El riesgo país se consolida bajo los 500 puntos: ¿Se abre la ventana para Argentina?
El riesgo país de Argentina se mantiene por debajo de los 500 puntos básicos, un umbral que había superado por primera vez en tres meses el pasado lunes. Este dato genera optimismo tanto en el Gobierno como en la City financiera, a pesar de que los bonos soberanos nacionales mostraron una leve pausa en su racha positiva, en línea con un día negativo para los mercados globales.
El indicador elaborado por JP Morgan, que mide el diferencial de tasa entre los bonos de Estados Unidos y los argentinos, acumula una mejora superior al 12% en lo que va de mayo. Esta tendencia alcista se vio impulsada por la reciente suba en la calificación de Argentina por parte de la agencia Fitch Ratings y la expectativa de que otras calificadoras de riesgo sigan el mismo camino.
La oportunidad de volver a los mercados
Analistas de la consultora Delphos sugieren que una «leve insinuación de una vuelta a los mercados internacionales por parte del ministro de Economía» podría explicar en parte el buen desempeño de los bonos. Comparan la situación argentina con la de países vecinos como Bolivia y Ecuador, que recientemente lograron colocar deuda en el mercado internacional en condiciones favorables.
«Creemos que finalmente comenzó el círculo virtuoso que permitirá reabrir los mercados para la Argentina.
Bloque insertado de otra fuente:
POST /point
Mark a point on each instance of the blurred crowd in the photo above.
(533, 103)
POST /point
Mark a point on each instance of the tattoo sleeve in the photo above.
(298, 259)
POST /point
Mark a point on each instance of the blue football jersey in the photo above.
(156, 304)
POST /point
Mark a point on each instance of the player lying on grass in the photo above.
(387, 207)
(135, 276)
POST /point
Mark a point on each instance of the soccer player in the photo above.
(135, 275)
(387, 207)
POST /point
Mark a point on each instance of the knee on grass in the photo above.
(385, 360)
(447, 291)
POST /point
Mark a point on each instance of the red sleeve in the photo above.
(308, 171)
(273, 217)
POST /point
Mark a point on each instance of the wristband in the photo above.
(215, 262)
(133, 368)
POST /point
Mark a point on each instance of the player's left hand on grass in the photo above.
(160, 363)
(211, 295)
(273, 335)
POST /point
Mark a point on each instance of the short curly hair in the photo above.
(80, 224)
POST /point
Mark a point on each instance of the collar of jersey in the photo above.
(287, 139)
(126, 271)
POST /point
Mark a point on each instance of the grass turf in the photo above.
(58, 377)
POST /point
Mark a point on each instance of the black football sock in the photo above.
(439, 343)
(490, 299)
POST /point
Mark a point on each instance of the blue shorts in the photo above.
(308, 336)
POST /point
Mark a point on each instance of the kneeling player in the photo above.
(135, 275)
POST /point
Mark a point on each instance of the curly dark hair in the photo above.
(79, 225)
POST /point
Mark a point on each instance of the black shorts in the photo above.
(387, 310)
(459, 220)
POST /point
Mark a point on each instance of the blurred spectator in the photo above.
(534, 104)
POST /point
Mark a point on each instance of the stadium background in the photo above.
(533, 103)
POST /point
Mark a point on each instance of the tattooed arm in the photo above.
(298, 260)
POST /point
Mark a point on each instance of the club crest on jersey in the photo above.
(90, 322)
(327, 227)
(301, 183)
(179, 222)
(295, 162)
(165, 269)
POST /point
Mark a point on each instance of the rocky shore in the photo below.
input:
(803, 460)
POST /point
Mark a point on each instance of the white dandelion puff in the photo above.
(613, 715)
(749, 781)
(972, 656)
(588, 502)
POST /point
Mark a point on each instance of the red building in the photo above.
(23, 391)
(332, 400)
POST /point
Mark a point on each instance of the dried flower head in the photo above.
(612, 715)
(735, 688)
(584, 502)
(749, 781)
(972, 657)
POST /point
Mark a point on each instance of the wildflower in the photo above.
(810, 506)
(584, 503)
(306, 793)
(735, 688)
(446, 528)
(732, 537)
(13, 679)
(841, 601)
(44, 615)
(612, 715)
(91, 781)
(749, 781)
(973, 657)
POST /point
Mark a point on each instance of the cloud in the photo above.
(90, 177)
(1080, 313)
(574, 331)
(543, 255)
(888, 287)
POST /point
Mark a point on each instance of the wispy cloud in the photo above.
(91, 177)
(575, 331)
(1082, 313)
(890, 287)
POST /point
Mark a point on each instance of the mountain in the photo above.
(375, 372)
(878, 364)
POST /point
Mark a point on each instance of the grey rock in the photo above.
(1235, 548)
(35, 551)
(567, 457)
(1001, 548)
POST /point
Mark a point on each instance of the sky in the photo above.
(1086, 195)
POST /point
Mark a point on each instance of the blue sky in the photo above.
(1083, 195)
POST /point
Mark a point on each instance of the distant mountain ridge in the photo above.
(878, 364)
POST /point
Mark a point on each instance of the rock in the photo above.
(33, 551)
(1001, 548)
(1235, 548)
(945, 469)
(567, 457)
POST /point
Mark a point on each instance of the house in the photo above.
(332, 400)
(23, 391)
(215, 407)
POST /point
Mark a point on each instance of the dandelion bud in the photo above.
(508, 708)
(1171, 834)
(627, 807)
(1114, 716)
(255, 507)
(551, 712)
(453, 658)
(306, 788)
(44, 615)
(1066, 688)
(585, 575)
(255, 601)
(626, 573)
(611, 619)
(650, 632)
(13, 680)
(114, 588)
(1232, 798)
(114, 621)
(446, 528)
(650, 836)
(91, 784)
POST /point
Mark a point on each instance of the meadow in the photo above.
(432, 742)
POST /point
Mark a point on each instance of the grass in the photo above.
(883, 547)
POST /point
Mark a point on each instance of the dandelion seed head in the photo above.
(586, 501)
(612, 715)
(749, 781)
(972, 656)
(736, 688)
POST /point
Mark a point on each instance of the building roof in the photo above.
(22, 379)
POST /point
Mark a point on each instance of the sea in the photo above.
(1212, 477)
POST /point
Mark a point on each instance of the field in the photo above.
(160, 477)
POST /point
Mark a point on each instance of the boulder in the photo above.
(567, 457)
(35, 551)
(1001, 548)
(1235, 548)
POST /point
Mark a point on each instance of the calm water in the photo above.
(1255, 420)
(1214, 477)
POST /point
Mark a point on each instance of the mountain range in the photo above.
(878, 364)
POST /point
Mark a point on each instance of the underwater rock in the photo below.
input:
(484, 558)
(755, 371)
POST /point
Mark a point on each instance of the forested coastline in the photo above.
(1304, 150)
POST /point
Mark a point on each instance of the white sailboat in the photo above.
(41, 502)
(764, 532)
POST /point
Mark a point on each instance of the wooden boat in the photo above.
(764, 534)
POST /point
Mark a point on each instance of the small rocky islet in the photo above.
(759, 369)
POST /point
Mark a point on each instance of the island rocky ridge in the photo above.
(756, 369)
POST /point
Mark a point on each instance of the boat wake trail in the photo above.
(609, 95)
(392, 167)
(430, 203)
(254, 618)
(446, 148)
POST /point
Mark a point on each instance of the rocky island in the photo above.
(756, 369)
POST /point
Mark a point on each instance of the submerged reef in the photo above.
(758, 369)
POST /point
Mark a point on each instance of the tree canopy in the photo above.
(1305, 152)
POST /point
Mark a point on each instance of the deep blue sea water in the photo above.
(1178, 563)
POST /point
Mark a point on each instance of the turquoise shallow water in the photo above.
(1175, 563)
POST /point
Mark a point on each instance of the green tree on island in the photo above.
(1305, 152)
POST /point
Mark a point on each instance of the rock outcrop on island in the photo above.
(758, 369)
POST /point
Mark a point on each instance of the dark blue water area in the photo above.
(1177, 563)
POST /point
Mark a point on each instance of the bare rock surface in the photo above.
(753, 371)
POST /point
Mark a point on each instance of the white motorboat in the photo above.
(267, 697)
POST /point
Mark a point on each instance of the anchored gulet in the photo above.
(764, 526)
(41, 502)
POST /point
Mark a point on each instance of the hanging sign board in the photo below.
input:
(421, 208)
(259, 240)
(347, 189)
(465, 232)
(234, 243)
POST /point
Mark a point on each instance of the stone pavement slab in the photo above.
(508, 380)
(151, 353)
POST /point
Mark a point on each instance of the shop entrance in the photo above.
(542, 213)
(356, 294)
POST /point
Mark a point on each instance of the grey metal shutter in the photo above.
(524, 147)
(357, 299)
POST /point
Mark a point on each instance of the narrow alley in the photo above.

En este contexto, esperamos que el riesgo país comprima por debajo de los 400 puntos básicos hacia fin de año», comentó Javier Casabal, de Adcap.
Casabal proyecta un potencial de suba de entre 13% y 18% para los bonos soberanos hard dollar, con el Global 2035 alcanzando objetivos de corto plazo cercanos a los 79 dólares y un valor razonable de 86 dólares hacia fin de año.
El impacto de la mejora de calificación y los desafíos futuros
El consenso en la City es que la mejora en la nota crediticia para Argentina necesariamente traccionará una baja del riesgo país. Economistas de Invecq señalan que, históricamente, con niveles de riesgo país similares a los actuales, Argentina supo tener calificaciones más altas, lo que refleja que «todavía persisten dudas vinculadas principalmente al riesgo político».
Desde Puente, apuntan que la suba en la calificación «habilitará la entrada de nuevos compradores marginales», lo que podría impulsar aún más los precios de los soberanos y, por ende, una mayor baja del riesgo país. Además, esperan que durante el año las otras dos calificadoras también eleven su nota al nivel de B-, lo que confirmaría la tendencia y reduciría el costo de la deuda para una eventual emisión internacional soberana.
La caída del riesgo país es crucial para el Gobierno, que necesita acceder al mercado para refinanciar los 25.000 millones de dólares en vencimientos previstos para el año que viene, así como para las empresas. Aunque el ministro Luis Caputo insiste en que el programa financiero para este año «ya está cerrado», operadores recuerdan que Argentina ya perdió una «ventana de oportunidad» a principios de este año, cuando el EMBI había bajado a los 480 puntos, el mínimo de la era Milei.
«Se está abriendo una ventana, pero será estrecha», afirmó a la agencia de noticias Bloomberg Thierry Larose, gestor de cartera de mercados emergentes en Vontobel Asset Management. «Con el 2027 prácticamente cerrado por el calendario político, esto deja un margen real pero limitado, y la mejora de calificación claramente optimiza los términos en los que se podría concretar un acuerdo».